Это было здорово. Но ещё лучше был ответ второго забулдыги:

- Да, - сказал он, - но каково видеть, как молодые ребята катятся по наклонной в преисподнюю.

Глава XIII НАПОЛЕОН

Пьяницей я стал так же, как раньше был рыцарем, охотником и проповедником, ненадолго и не со всей душой, но с большой долей воображения. Желудок спас мне сердце. Я терпеть не мог того, что пил, мне от этого было плохо. Если бы можно было пить пиво, или содовую, или лимонад, то питьё мне нравилосьбы, но подумать только о том, чтобы подойти к бару, поставить ногу на подставку, по-свойски облокотившись на отполированный поручень... как мужчина... и затем заказать у бармена содовую с мороженым! Невозможно! Так не делают. Пиво - да, но ведь пиво пьют тогда, когда хочется пить, а мне-то пить не хотелось. Я катился в ад, и никто бы не заметил и не пожалел мою меланхолическую судьбу, если бы я заказал что-нибудь иное, кроме мордоворотного, тошнотворного пойла, которое тогда было в моде у "плохих мужчин": ром с конфетой. Именно это заказывал наш идеал, Уилл Росс, блестящий молодой человек, по случаю падения которого горевал весь город.

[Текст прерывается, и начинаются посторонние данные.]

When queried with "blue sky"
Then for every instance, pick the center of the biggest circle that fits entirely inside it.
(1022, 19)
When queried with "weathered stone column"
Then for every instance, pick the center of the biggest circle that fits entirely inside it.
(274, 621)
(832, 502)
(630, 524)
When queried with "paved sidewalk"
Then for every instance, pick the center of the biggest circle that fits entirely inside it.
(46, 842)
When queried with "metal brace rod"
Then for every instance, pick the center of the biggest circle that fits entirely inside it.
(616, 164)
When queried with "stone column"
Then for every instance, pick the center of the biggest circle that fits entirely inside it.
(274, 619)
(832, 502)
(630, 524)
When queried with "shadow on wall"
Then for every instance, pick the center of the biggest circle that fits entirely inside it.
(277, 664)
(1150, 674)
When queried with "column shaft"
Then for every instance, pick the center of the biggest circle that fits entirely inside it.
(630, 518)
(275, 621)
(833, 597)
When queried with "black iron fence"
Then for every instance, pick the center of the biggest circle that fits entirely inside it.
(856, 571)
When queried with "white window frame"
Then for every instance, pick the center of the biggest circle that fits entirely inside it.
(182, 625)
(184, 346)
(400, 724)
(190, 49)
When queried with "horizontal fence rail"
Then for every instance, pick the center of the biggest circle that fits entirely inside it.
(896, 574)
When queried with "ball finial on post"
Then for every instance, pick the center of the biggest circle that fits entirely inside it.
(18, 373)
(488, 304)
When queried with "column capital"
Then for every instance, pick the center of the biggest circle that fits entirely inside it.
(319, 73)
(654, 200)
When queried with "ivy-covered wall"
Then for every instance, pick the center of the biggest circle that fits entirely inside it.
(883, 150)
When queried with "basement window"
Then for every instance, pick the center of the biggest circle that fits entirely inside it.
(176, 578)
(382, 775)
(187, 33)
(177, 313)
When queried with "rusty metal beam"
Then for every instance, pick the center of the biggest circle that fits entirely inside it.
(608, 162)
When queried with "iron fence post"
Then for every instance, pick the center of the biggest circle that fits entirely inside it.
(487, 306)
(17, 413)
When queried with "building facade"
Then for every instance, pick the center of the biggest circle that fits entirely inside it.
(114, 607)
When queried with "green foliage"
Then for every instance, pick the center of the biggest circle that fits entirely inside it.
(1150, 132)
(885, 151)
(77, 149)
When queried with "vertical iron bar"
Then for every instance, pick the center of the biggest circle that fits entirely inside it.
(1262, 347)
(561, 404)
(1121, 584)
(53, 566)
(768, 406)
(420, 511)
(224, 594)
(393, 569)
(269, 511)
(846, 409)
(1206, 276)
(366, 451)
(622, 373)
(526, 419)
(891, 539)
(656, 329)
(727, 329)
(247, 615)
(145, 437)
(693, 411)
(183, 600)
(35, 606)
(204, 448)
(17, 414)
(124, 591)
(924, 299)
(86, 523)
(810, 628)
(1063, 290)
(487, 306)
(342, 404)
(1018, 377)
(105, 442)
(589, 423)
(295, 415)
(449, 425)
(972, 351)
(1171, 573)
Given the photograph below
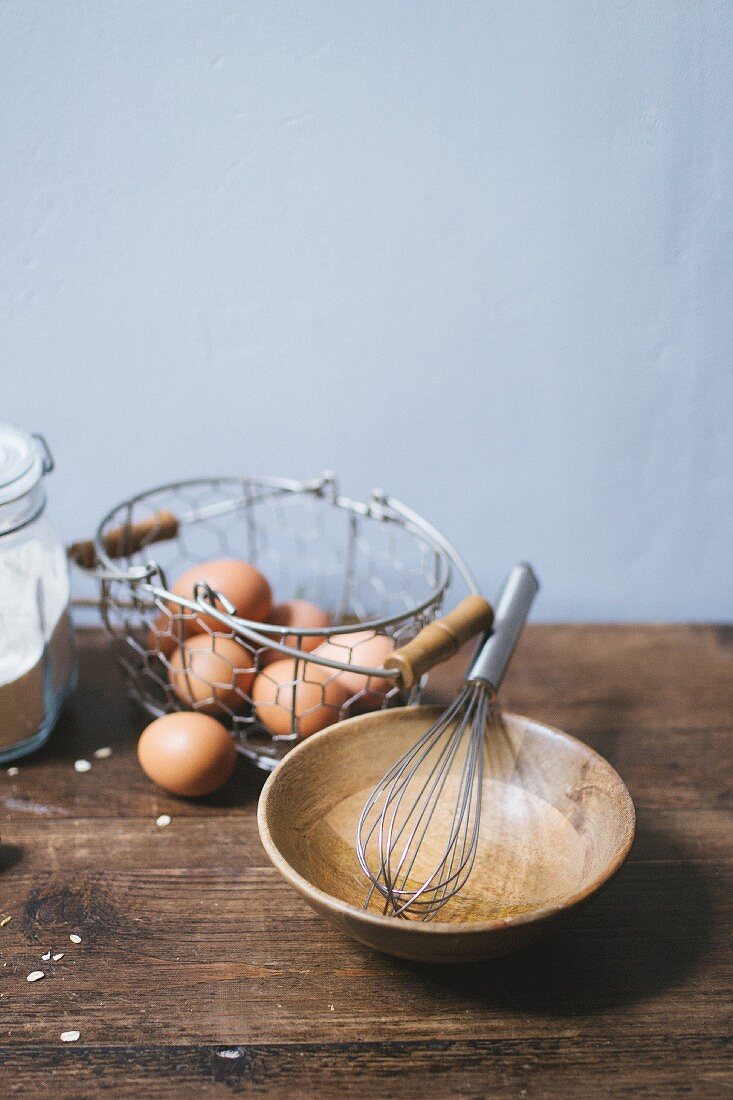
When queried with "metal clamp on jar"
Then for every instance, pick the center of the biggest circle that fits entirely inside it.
(36, 652)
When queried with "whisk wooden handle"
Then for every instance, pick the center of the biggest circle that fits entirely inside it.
(439, 640)
(127, 538)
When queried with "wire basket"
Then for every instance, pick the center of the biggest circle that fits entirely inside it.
(376, 568)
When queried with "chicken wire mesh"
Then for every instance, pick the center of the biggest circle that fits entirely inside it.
(378, 569)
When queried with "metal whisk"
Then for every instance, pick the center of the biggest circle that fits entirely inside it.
(430, 799)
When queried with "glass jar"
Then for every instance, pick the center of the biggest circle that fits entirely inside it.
(36, 650)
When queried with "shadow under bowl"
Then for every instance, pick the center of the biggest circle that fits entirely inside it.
(557, 823)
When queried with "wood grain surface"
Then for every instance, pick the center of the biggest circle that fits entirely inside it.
(192, 945)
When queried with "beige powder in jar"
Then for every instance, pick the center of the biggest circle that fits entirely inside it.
(35, 636)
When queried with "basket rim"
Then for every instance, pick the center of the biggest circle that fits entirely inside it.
(379, 507)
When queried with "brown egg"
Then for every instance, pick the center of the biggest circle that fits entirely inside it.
(318, 697)
(190, 755)
(360, 647)
(296, 613)
(210, 672)
(243, 585)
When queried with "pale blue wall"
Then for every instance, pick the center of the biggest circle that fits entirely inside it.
(478, 253)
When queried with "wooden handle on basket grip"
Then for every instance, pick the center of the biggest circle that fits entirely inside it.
(128, 538)
(439, 640)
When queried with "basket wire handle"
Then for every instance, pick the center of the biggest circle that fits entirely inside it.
(127, 539)
(440, 639)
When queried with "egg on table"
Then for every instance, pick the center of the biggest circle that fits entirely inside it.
(190, 755)
(292, 695)
(211, 672)
(243, 585)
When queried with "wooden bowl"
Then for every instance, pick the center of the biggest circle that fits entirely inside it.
(557, 823)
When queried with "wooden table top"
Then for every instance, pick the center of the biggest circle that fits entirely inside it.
(199, 972)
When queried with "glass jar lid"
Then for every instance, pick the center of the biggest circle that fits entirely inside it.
(22, 462)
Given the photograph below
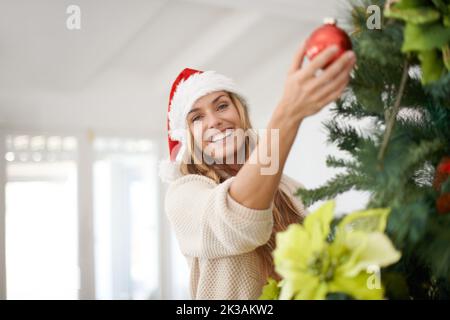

Поэтому и мы заказывали ром с конфетой, крепились и проглатывали его как микстуру, кроме тех случаев, время от времени, когда никто не смотрел, выплёвывали. Я преуспевал в этом, хоть меня несколько раз и ловили, но рисковать стоило. Тот, кому удавалось срыгнуть больше всех, мог выдержать больше остальных, а мужская игра состояла в том, чтобы споить друг друга.

- Видишь вон того парня? - однажды услышал я, как один гуртовщик говорил другому, и мы все посмотрели на молодого банковского клерка, который к тому же ещё блестяще играл в биллиард. - Так вот, сэр, продолжил гуртовщик, - этот болван может выпить больше чем вагон напоенного скота.

Если бы только такое сказали обо мне!

Но мы все боялись отцов. Было хорошо известно, что они "задают жару" тому сыночку, который катится в ад, и именно на этом участке пути мы и находились.

Некоторых ребят даже выгоняли из дому, а ведь они были самыми заядлыми и способнейшими пропойцами. Мне же дома никогда не везло. Отец всё никак не оправдывал моих ожиданий. Когда он узнал, "чем я занимаюсь", то вовсе "не взвился как змей", и это его вовсе не потрясло.

Однажды вечером, когда я как обычно вернулся домой поздно, он вошёл ко мне в комнату в ночном халате, бледный и молчаливый, понаблюдал, как я без единого слова разделся и плюхнулся в постель.

- И в чём дело? - тогда спросил он.

- Ни в чём, - старательно и чётко ответил я.

- Ну да, понятно, ни в чём, - продолжил он. - У тебя всегда всё ни в чём, но какого рода это твоё ничто? Если так пойдёт дальше, то уже будет кое-что, нечто глупое, конечно, но если будешь продолжать так дальше, то приучишься пить, и тебе это понравится.

Так он, оказывается знает, в самом деле всё понимает. И как это только ему удалось узнать об этом больше... больше меня? Меня это раздосадовало и унизило, но мне так хотелось спать. Он заметил это и, презрительно хмыкнув, оставил меня в покое. Он никогда больше не возвращался к этой теме. Однако, он стал действовать.

Однажды он заявил, что я буду учиться в частной школе, в военном училище в Сан-Матео, городке к югу от Сан-Франциско. Я просто ликовал...такая перемена в жизни. Насколько я помню, он привёл следующие доводы: я не перешёл в следующий класс в неполной средней школе, не мог попасть в среднюю школу, не отсидев второй год в том же классе, и, очевидно, сам по себе не смогу заниматься дома.